Mexico’s Payment Receipts Complement for CFDI Will Be Mandatory
Mexico’s tax administration published an announcement on its website stating that the payment receipts complement for online digital tax documents will be mandatory starting on September 01, 2018, after several delays. This change had already been foreseen in the Miscellaneous Fiscal Resolution for 2016 and has been one of the most emphasized resolutions since such a large number of taxpayers will be adhering to it.
The payment receipts complement will be mandatory for all transactions paid in installments. It will be used to issue an electronic invoice for the entire transaction. Then taxpayers will have to use the complement to issue an online digital tax document for all of the payments they received. They will have ten days to issue the document after receiving a payment.
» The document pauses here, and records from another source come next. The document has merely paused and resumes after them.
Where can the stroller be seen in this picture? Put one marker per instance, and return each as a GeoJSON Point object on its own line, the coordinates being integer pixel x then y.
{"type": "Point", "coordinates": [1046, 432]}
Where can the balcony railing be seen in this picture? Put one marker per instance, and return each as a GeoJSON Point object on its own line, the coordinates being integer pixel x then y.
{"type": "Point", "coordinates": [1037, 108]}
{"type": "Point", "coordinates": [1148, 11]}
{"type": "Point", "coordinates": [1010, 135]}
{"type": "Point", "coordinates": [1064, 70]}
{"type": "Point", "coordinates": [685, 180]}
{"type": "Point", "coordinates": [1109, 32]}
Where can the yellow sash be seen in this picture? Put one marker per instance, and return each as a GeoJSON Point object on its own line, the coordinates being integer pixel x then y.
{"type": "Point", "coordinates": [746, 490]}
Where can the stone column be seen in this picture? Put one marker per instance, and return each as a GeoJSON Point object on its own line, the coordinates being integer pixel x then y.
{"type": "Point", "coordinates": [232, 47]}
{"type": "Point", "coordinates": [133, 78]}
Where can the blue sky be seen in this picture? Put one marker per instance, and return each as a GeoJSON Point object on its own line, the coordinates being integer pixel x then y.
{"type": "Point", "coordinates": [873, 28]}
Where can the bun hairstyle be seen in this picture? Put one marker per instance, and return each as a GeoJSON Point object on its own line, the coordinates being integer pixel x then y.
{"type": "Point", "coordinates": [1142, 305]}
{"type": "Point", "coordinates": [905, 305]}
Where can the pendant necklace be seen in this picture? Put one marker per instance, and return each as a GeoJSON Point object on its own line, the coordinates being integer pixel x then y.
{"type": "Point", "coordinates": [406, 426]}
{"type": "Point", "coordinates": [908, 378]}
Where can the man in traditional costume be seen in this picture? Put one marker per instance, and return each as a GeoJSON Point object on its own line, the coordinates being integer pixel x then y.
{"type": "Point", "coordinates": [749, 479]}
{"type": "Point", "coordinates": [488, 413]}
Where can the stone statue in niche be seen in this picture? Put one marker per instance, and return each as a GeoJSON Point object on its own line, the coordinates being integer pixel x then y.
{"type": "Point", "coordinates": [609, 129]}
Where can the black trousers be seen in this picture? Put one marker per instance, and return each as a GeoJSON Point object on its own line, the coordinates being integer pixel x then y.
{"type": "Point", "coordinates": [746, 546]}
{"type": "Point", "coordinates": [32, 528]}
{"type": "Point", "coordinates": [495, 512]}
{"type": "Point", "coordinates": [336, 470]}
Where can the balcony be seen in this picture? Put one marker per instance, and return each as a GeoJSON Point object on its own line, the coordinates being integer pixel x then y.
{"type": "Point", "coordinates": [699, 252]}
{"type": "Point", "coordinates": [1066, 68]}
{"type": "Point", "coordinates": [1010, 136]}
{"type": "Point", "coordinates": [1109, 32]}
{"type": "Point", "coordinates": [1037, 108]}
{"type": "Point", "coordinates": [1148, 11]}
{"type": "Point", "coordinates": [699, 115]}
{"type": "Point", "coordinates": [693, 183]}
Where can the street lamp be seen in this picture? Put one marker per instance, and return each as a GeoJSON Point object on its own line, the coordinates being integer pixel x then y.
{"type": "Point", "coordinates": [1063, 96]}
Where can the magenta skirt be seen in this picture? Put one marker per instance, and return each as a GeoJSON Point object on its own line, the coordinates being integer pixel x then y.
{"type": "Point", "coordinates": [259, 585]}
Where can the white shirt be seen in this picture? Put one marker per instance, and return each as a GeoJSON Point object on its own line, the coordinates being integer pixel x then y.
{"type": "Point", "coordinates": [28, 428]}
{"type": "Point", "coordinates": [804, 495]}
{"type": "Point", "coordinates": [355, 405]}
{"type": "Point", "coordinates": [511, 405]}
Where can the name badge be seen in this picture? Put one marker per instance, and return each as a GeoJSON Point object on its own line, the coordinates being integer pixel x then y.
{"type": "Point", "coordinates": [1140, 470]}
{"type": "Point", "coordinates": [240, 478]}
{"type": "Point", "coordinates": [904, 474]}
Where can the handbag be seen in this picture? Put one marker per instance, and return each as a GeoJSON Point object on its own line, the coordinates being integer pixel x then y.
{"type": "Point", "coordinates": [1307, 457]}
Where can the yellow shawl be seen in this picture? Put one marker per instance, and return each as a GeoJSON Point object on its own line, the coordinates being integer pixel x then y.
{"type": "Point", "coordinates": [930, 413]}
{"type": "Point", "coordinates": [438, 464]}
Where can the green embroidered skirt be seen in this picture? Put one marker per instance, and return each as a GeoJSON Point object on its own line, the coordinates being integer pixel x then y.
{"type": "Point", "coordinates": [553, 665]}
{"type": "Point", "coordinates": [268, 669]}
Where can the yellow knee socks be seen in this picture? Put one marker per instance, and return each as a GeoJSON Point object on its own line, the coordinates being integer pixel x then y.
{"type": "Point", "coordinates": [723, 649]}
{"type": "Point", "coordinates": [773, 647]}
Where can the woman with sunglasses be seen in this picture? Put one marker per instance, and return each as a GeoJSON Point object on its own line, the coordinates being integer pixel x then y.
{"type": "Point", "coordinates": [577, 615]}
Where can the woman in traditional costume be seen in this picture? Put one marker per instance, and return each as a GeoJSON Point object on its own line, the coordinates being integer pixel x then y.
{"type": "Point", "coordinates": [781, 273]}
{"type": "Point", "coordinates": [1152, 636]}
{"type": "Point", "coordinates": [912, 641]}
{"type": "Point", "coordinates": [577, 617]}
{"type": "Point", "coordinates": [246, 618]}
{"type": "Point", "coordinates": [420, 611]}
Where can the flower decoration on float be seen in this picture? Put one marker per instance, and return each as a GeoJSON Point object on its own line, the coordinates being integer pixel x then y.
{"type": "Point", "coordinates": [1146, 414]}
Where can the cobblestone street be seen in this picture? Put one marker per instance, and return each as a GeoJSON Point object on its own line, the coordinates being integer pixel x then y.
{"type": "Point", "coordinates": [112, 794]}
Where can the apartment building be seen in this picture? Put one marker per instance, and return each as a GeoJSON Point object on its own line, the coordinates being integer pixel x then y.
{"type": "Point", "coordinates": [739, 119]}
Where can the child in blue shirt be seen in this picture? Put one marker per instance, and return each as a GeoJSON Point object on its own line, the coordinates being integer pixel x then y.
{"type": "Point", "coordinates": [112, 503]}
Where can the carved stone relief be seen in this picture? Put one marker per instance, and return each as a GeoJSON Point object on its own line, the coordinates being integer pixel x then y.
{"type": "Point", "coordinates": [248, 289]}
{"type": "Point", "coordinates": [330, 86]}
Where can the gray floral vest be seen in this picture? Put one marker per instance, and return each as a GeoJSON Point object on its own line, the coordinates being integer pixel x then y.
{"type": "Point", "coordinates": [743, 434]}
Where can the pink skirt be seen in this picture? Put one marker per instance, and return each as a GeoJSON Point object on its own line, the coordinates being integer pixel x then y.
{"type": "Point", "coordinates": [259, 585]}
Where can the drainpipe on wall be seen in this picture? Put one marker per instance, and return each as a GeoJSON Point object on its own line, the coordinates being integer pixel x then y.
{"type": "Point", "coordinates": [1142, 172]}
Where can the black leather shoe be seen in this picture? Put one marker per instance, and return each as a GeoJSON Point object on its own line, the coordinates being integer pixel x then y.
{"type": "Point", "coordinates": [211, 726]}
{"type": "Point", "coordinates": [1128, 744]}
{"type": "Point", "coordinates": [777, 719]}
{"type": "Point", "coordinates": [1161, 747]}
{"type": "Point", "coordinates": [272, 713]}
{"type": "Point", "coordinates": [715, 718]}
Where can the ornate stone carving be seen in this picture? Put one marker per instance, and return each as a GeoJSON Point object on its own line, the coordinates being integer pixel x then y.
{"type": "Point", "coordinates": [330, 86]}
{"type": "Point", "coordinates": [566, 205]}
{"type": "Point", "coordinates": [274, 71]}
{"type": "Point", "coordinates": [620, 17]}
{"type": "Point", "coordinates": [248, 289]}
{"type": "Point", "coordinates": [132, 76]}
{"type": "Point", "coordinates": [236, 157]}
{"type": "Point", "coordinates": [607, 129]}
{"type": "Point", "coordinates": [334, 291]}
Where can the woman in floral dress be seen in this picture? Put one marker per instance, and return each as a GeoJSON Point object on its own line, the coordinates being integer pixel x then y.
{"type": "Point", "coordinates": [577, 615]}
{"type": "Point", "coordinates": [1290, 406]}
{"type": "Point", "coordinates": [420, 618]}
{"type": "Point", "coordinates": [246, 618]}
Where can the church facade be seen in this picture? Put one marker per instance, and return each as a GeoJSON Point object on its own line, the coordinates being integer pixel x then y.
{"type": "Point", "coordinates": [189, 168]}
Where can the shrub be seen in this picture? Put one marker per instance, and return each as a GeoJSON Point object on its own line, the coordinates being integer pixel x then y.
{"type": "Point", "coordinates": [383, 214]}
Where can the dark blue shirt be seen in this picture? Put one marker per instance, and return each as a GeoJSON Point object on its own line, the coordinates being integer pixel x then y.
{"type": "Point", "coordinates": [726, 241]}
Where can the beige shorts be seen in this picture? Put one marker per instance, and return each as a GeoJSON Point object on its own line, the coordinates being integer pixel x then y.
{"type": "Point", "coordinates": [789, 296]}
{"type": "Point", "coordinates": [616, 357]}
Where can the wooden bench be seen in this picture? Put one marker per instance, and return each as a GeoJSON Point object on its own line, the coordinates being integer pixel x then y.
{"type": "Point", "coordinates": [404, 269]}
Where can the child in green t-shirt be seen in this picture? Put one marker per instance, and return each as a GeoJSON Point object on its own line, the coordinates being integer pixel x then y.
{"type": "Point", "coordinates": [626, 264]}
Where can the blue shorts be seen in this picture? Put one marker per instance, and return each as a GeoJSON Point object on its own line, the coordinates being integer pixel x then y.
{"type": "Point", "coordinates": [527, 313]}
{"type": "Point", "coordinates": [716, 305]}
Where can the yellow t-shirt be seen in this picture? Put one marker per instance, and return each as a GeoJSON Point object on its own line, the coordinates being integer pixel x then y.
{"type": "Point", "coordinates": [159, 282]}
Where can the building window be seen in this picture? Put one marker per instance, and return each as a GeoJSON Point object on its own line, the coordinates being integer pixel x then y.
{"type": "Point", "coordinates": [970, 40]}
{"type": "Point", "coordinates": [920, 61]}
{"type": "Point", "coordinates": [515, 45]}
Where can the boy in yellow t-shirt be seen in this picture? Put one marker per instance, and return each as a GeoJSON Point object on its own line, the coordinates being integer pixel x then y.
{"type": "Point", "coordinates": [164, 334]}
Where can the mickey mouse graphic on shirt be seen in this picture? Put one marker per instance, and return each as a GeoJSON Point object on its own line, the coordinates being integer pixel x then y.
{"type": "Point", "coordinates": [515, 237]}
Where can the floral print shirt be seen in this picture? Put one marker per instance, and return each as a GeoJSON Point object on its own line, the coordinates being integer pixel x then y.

Furthermore, the payment receipts complement will be used for cases in which a payment is received for remuneration in a single installment. However, this will not cover the time the online digital tax document is issued even in the case of credit operations, which are fully paid on a date after the corresponding document was issued.
These are two obligatory uses of the payment receipts complement. However, taxpayers can also use it voluntarily as a legal guarantee, because the annex to the online digital tax document leaves proof of total or partial income operations therefore limiting the cancellation of invoices.
In an invoice that is issued for the receipt of one or more payments, a CFDI with complement may be issued to list all the payments received and generate the related document to include the UUIDs of the invoices linked with said payments, as long as they are all for the same recipient.
The latest date for reception of the CFDI with payment receipt add-on is the tenth calendar day of the month following the month in which the payment was received.
The major changes taking place as the payment receipts complement is used will be as follows:
There will be no false duplications for income when payments are made in installments.
Providers won’t be able to cancel invoices improperly. Most recently, the tax administration received complaints from some taxpayers because their suppliers canceled invoices that had already been paid and it wasn’t possible to deduct taxes.
One will know for certain whether or not an electronic invoice has been paid or not. In this way, customers who have not paid will be able to deduct this expense.
The process of capturing payments will be automatic which will lead to streamlining this task as well as avoiding human errors.